Can I Be Him James Arthur

Amelia

Jueves. Dos minutos para medianoche. Un ordenador encendido. Una aplicación abierta. La misma de siempre. Una página en blanco en la pantalla. Una lámpara de mesilla al lado. El horrible sentimiento de que, al acabar y cerrar la pestaña, le daré a "no guardar". Tres libretas abiertas por páginas en las que encerré la inspiración. Una línea vertical titilando en la pantalla en blanco, burlándose de mí, de mis dedos que tiemblan y los escalofríos de mi espalda. De mi mandíbula cerrada, del corazón que me duele en el pecho y que no palpita; el que solo roba oxígeno y forma un agujero.

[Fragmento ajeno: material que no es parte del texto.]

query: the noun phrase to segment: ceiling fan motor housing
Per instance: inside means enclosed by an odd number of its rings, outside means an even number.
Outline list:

He estado toda la semana pensando en que debía escribir algo. Lo que fuera. Para Neil o sobre él, para Joanna, para papá o para la señorita Fleurence. Ese pensamiento se reproduce en mi cabeza como los dos primeros versos de un estribillo sin continuación, ahogándome en la culpa y los remordimientos. Los mismos remordimientos que se agarran a mi pecho cuando miro el montón de libretas de mi escritorio y me pongo a pensar en ellas. Ahora hay una más, una aguja adicional que se me clava en las manos y en la cabeza.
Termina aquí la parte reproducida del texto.